For the last few years, fixed income markets have garnered more attention than in the past few decades. Seems odd for a boring asset class mostly regarded as an income generator with a low risk profile. The attention is likely due to the abnormal performance created by the unprecedented 2022 Federal Reserve rate hikes which produced historical bond declines. 2022 was akin to a biblical flood. Due to the extremely unique set of circumstances, we will take this period with a grain of salt.

Investors are often biasedly backward looking. Investors tend to succumb to recency bias, the psychological tendency to overweight recent happenings over the full historic dataset. All of us need to remain on guard for our own prejudice clouding our judgment.
When we analyze longer time horizons, attempting to circumvent our recency bias, we find that starting bond yields have a high predictive power over subsequent returns. A bond’s Yield-to-Maturity (YTM) is the income the bond is expected to generate if held to maturity. A bond’s yield is also the bond’s primary return component.
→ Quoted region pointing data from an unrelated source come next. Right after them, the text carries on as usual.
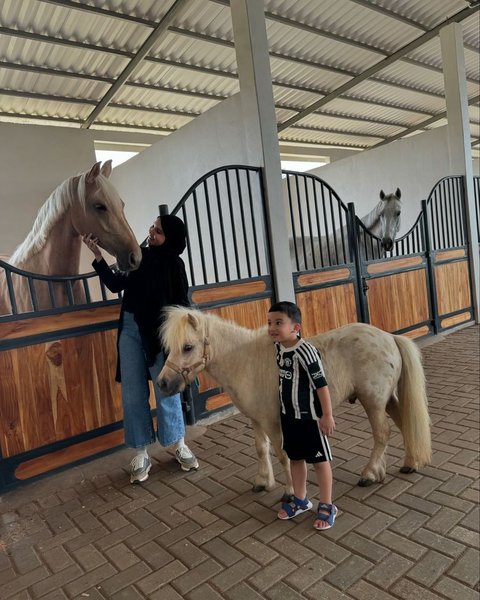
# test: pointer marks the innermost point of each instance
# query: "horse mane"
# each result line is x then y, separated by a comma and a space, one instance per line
180, 318
73, 189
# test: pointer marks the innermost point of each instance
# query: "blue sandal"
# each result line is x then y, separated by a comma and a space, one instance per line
295, 507
326, 518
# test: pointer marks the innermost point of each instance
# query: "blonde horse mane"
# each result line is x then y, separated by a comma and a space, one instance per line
178, 319
60, 200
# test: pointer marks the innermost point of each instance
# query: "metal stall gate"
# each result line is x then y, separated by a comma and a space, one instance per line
59, 403
342, 274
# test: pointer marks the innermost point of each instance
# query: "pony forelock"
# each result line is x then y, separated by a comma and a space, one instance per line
173, 331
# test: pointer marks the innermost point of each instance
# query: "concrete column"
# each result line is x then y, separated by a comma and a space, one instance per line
460, 155
256, 92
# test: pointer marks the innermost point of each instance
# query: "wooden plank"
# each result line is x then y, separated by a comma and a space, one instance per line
453, 287
398, 301
323, 277
326, 308
218, 401
56, 390
419, 332
450, 255
60, 458
394, 265
455, 320
227, 292
38, 325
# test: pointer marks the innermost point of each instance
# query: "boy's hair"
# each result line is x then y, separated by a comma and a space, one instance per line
288, 308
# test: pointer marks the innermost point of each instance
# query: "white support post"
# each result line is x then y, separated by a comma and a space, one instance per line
253, 61
451, 40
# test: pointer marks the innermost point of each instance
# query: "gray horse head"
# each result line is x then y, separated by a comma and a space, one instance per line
390, 218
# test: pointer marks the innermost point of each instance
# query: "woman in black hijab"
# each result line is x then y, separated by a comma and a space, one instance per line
160, 281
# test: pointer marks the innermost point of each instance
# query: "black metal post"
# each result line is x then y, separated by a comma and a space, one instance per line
432, 289
362, 311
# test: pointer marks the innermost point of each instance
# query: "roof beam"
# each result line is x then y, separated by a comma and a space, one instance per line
460, 16
422, 125
159, 32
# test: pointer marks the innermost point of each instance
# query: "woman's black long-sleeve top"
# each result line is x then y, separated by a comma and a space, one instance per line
160, 281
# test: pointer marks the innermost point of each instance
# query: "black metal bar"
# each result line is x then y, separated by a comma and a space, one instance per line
244, 228
292, 220
327, 236
51, 293
210, 229
362, 310
232, 223
254, 222
189, 246
432, 295
33, 294
317, 218
11, 292
199, 235
302, 228
310, 228
222, 226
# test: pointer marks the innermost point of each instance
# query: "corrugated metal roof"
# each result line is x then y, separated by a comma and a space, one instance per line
59, 58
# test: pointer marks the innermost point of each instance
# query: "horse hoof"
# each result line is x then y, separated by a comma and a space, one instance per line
258, 488
365, 482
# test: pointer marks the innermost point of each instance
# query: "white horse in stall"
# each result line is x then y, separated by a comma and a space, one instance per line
383, 221
383, 371
86, 203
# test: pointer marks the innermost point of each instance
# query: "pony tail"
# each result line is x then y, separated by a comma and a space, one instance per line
412, 396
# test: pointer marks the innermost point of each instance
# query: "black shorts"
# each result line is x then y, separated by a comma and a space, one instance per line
302, 440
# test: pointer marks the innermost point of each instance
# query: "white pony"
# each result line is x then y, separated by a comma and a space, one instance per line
383, 221
381, 370
85, 203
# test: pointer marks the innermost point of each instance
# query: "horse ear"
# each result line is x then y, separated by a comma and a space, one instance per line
193, 321
106, 169
93, 173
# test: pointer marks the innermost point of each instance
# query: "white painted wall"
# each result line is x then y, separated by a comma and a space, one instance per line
162, 173
414, 165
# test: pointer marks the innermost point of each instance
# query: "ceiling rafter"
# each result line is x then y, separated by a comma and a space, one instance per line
463, 14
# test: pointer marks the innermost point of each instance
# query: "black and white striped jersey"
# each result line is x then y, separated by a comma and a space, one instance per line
301, 374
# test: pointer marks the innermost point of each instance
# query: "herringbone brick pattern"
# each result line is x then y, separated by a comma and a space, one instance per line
87, 533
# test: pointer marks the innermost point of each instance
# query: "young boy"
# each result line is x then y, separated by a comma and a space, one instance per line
306, 414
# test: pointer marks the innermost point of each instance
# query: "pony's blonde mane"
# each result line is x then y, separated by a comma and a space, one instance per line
179, 320
60, 200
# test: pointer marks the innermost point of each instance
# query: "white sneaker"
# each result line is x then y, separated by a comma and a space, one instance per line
186, 458
139, 468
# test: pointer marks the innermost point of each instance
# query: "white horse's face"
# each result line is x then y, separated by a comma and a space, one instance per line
103, 216
188, 354
390, 218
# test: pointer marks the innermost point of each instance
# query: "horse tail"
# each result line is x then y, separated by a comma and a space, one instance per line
412, 395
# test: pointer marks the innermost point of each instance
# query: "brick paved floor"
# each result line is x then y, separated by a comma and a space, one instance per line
87, 533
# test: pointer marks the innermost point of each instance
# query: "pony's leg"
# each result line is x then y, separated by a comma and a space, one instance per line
264, 479
376, 467
275, 435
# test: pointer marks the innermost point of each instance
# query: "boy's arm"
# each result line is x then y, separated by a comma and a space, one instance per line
326, 423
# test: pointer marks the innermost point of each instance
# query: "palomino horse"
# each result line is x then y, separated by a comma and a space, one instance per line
85, 203
383, 221
381, 370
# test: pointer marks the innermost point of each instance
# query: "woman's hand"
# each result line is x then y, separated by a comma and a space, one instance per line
91, 243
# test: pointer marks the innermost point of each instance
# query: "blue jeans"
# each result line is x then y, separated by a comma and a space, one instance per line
137, 418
So, it should not come as a surprise that yields portend subsequent total returns. Reviewing a basket of bonds, i.e., an index, offers insight into the bond market as an asset class.
At the end of May 2025, the main bond index, the Bloomberg US Aggregate Bond index, was yielding about 4.71%1. Once we account for possible bond market changes, weighing possible scenarios, and reviewing historical statistical patterns, we can develop the above forward-looking total return outlook. Yes, this is geeky bond math that most find very boring… understandably.
How does this affect you? Bonds are used within a portfolio as either an income generator and/or a risk mitigation device. If you are looking for income, do annualized returns of 5.25% tickle your fancy? I think most would say yes. If used as a risk mitigation device, bonds now exhibit shock absorption not seen since early 2009… 16 years ago.
Bonds may have acquired a lot of attention lately, but likely for the wrong biblical flood reasons. Admittedly, 2022 hurt 3- and 5-year forepassed returns. That’s water under the bridge. Attention should be focused on the future. Going forward, we have not seen bond opportunities like this in a long time.